From my practice one thing that should mentioned is that mongodb not very good fit for reporting, because usual in reports you need data from different collections ('join') and mongodb does not provide good way to aggregate data multiple collections (and not supposed to provide). For sure for some reports map/reduce or incremental map/reduce can work well, but it rare situations.
For reports some people suggest to migrate data into relations databases, that's have a lot of tools for reporting.
This is not very different than all database systems.
Query on indexed data are fast. Query on a lot of data are... slow.
Due to denormalization, if there is no index, writing on the base will be fast, that's why logging is the basic use case.
At the opposite, reading data which are on disk (not in RAM) without index can be very slow when you have billion of document.
I'm using MongoDB with Node.js. Is there any speed advantage to using a MapReduce in Mongo as opposed to getting the full result set and doing a map and reduce in JS on my own?
There is usually no performance advantage to retrieving the entire resultset and performing the m/r app-side. In fact, in almost all situations cramming the entire resultset in memory on your node server is a particularly bad idea.
Doing the map/reduce on MongoDB will make sure no bandwidth between the database and your app server is wasted on retrieving the resultset and writing back the results of your m/r. MongoDB's map/reduce can also be easily scaled up.
TL;DR : Always do it in MongoDB
If your database is on a different host than your server, the transfer of data will be smaller, which will waste less bandwidth and time.
The actual transfer of data can be costly and time consuming. Imagine if everytime you wanted to do an inventory count you shipped all your items to another warehouse.
Also you have to factor in how things will scale.
With mongodb you will typically want at least one replica for your data and that will add performance for read based tasks.
With node you probably wont need to add a second server for a good while due to how well it scales. Adding an intensive task to it could cause you to need to expand the amount of node servers facing outwards.
I have a relational database with about 300M customers and their attributes from several perspectives (360).
To perform some analytics I intent to make an extract to a MongoDB in order to have a 'flat' representation that is more suited to apply data mining techniques.
Would that make sense? Why?
Thanks!
No.
Its not storage that would be the concern here, its your flattening strategy.
How and where you store the flattened data is a secondary concern, note MongoDB is a document database and not inherently flat anyway.

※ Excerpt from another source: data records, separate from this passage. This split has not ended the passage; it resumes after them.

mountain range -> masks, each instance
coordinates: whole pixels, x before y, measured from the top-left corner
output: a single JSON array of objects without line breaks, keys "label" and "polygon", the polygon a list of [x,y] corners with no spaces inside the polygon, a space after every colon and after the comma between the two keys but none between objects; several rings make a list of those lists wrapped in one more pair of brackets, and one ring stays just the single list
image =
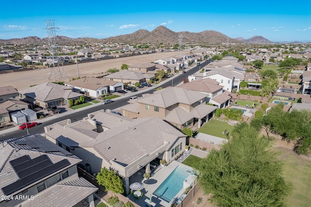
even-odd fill
[{"label": "mountain range", "polygon": [[[200,33],[189,32],[173,32],[163,26],[159,26],[151,32],[146,30],[139,30],[133,33],[108,37],[104,39],[83,37],[71,38],[64,36],[57,36],[57,41],[59,44],[81,44],[100,43],[122,43],[125,44],[160,44],[170,45],[178,44],[180,41],[183,44],[207,44],[210,43],[251,43],[272,44],[273,42],[261,36],[254,36],[249,39],[242,37],[236,39],[229,37],[218,32],[206,30]],[[47,37],[40,38],[36,36],[29,36],[22,38],[7,40],[0,39],[0,44],[38,44],[48,43]]]}]

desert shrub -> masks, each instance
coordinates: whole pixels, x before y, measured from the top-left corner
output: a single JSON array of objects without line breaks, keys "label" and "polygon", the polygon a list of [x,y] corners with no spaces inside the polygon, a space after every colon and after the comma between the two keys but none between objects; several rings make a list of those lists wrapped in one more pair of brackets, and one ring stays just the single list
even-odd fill
[{"label": "desert shrub", "polygon": [[111,197],[108,199],[108,204],[110,206],[114,206],[115,204],[119,201],[119,198],[118,196]]}]

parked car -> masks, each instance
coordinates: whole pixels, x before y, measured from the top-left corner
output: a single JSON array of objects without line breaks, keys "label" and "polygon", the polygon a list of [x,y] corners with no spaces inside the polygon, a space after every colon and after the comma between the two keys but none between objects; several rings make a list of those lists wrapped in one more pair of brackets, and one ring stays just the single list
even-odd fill
[{"label": "parked car", "polygon": [[133,87],[124,87],[124,89],[126,90],[130,90],[132,92],[137,91],[137,89],[136,88],[134,88]]},{"label": "parked car", "polygon": [[143,82],[143,83],[141,83],[141,86],[148,86],[148,87],[150,87],[151,86],[151,84],[147,84],[146,82]]},{"label": "parked car", "polygon": [[125,91],[124,90],[118,90],[118,93],[127,93],[127,92]]},{"label": "parked car", "polygon": [[117,114],[117,115],[122,116],[122,114],[121,113],[119,113],[115,111],[111,111],[111,113],[112,113],[113,114]]},{"label": "parked car", "polygon": [[60,108],[55,105],[48,107],[48,111],[52,111],[53,114],[59,114],[60,113]]},{"label": "parked car", "polygon": [[[38,125],[38,123],[36,122],[27,122],[27,128],[29,128],[33,127],[35,126],[36,126],[37,125]],[[19,125],[19,126],[18,127],[18,128],[21,130],[25,129],[26,124],[25,124],[25,123]]]},{"label": "parked car", "polygon": [[112,101],[111,99],[105,99],[103,101],[103,103],[102,104],[105,104],[112,103],[112,102],[113,102],[113,101]]}]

Once you have your data in the shape that is suitable for your analytics, then, look at storage strategies, MongoDB might be suitable or you might find that something that allows easy Map Reduce type functionality would be better for analysis... (HBase for example)
It may make sense. One thing you can do is setup MongoDB in a horizontal scale-out setup. Then with the right data structures, you can run queries in parallel across the shards (which it can do for you automatically):
http://www.mongodb.org/display/DOCS/Sharding
This could make real-time analysis possible when it otherwise wouldn't have been.
If you choose your data models right, you can speed up your queries by avoiding any sorts of joins (again good across horizontal scale).
Finally, there is plenty you can do with map/reduce on your data too.
http://www.mongodb.org/display/DOCS/MapReduce
One caveat to be aware of is there is nothing like SQL Reporting Services for MongoDB AFAIK.
I find MongoDB's mapreduce to be slow (however they are working on improving it, see here: http://www.dbms2.com/2011/04/04/the-mongodb-story/ ).
Maybe you can use Infobright's community edition for analytics? See here: http://www.infobright.com/Community/
A relational db like Postgresql can do analytics too (afaik MySQL can't do a hash join but other relational db's can).